Details

Reviewers

jhb
mav
chuck
chs

Commits

rG001c45a1229a: nvme: Fix locking protocol violation to fix suspend / resume
rG81b118e842f1: nvme: Fix locking protocol violation to fix suspend / resume
rGda8324a9258f: nvme: Fix locking protocol violation to fix suspend / resume

Summary

Currently, when we suspend, we need to tear down all the qpairs. We call
nvme_admin_qpair_abort_aers with the admin qpair lock held, but the
tracker it will call for the pending AER also locks it (recursively)
hitting an assert. This routine is called without the qpair lock held
when we destroy the device entirely in a number of places. Add an assert
to this effect and drop the qpair lock before calling it.
nvme_admin_qpair_abort_aers then locks the qpair lock to traverse the
list, dropping it around calls to nvme_qpair_complete_tracker, and
restarting the list scan after picking it back up.

Note: If interrupts are still running, there's a tiny window for these
AERs: If one fires just an instant after we manually complete it, then
we'll be fine: we set the state of the queue to 'waiting' and we ignore
interrupts while 'waiting'. We know we'll destroy all the queue state
with these pending interrupts before looking at them again and we know
all the TRs will have been completed or rescheduled.

Also, tidy up the failure case as well: failing a queue is a superset of
disabling it, so no need to call disable first. This solves solves some
locking issues. Set the qpair state of failed queues to RECOVERY_FAILED
and stop scheduling the watchdog. Assert we're not failed when we're
enabling a qpair. Make failure a litle less verbose.

Next, kill the pre/post reset stuff. It's completely bogus since we
disable the qparis, we don't need to also hold the lock through the
reset: disabling will cause the ISR to return early. This keeps us from
recursing on the recovery lock when resuming.

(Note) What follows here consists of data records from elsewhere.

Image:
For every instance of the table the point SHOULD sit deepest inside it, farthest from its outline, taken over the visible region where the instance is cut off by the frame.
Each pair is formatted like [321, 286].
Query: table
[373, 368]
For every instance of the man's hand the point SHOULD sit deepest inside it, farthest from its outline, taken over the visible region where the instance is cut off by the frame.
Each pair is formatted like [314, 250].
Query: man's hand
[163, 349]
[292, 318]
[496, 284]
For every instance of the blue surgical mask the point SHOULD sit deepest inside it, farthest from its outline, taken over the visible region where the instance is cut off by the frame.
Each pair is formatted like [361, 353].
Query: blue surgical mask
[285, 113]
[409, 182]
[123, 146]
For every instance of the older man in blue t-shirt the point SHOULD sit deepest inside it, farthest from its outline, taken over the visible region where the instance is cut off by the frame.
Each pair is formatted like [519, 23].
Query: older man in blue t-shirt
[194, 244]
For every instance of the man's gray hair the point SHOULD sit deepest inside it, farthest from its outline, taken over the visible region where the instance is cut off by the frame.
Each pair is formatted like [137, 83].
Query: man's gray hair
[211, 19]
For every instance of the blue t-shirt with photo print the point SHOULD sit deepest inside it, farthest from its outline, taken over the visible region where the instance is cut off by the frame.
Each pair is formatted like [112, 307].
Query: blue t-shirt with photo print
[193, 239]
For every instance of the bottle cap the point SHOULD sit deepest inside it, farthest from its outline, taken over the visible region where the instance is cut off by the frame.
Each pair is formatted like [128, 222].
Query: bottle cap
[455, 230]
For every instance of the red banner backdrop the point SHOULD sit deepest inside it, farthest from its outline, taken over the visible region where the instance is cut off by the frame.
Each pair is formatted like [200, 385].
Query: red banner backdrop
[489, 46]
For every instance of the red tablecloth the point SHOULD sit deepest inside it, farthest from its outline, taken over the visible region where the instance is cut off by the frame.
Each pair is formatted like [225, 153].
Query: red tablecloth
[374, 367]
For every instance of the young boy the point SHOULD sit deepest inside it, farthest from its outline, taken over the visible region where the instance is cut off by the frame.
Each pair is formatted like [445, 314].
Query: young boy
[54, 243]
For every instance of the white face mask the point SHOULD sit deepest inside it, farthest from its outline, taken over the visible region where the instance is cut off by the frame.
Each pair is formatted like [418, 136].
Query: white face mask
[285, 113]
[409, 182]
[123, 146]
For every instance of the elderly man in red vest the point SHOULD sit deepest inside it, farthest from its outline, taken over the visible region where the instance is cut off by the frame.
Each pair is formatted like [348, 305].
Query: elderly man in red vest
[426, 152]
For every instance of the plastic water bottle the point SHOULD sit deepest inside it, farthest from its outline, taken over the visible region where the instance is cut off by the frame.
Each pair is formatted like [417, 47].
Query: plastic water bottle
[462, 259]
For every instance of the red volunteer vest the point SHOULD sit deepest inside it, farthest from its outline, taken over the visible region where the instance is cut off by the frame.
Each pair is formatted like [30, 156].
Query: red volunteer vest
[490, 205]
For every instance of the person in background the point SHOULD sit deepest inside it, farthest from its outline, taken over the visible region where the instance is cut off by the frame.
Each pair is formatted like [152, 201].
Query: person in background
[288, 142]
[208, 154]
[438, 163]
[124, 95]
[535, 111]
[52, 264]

Finally, kill NVME_RESET_2X. It'S been a major release since we put it
in and nobody has used it as far as I can tell. And it was a motivator
for the pre/post uglification.

These are all interrelated, so need to be done at the same time.

Diff Detail

Repository

rG FreeBSD src repository

Lint

Lint Skipped

Unit

Tests Skipped

Build Status

Buildable 53593
Build 50484: arc lint + arc unit

Event Timeline

imp created this revision.Sep 15 2023, 9:23 AM

Herald added a subscriber: dab. · View Herald TranscriptSep 15 2023, 9:23 AM

imp requested review of this revision.Sep 15 2023, 9:23 AM

Harbormaster completed remote builds in B53590: Diff 127403.Sep 15 2023, 9:23 AM

fix comment

Harbormaster completed remote builds in B53591: Diff 127404.Sep 15 2023, 9:30 AM

imp added inline comments.Sep 15 2023, 9:31 AM

sys/dev/nvme/nvme_qpair.c
960	I'm not 100% sure that this is race free if we're racing the ISR to complete these tasks. Any opinions on this? Is there a chance we'll free twice, or have the tailq_next race another instance of nvme_qpair_complete_tracker running?

hmmm, we do need the lock.

Harbormaster completed remote builds in B53592: Diff 127407.Sep 15 2023, 9:40 AM

imp added inline comments.Sep 15 2023, 9:48 AM

sys/dev/nvme/nvme_qpair.c
960	Since interrupts might be running, we do need to hold the lock during the traverse, and drop it around calls to complete_tracker to be safe. We should really only have AERs here now, and they shouldn't be firing, so practically it won't matter. BUT I'm not sure what would happen if the AER completes just an instant after we manually complete it... I think that we'll set the rt in our cid mapping array to NULL and we'll hit the assert in _nvme_qpair_process_completions

races

Harbormaster completed remote builds in B53593: Diff 127412.Sep 15 2023, 10:19 AM

imp added inline comments.Sep 15 2023, 12:02 PM

sys/dev/nvme/nvme_qpair.c
960	This race can't happen because disable_queues() sets the state to WAITING so we ignore races...

Update locking protocol

John and I chatted about this at EuroBSDCon and we don't need the pre-post reset
thing: disabled is enough since we abort the ISR when we're in state
RECOVERY_WAITING. No need to also have the lock for this case. This solves a
problem on resume where we'd otherwise recurse these locks.

Also, noticed the failure case is lame and fixed it. We now don't disable first
(we don't need to) and we have a new recoverys state: FAILED. This state is
terminal.

Harbormaster completed remote builds in B53616: Diff 127459.Sep 16 2023, 11:41 PM

fix stupid stray character, failure cases safer, etc

Harbormaster completed remote builds in B53617: Diff 127460.Sep 16 2023, 11:53 PM

imp edited the summary of this revision. (Show Details)Sep 16 2023, 11:53 PM

imp edited the summary of this revision. (Show Details)Sep 16 2023, 11:55 PM

This all looks sane to me.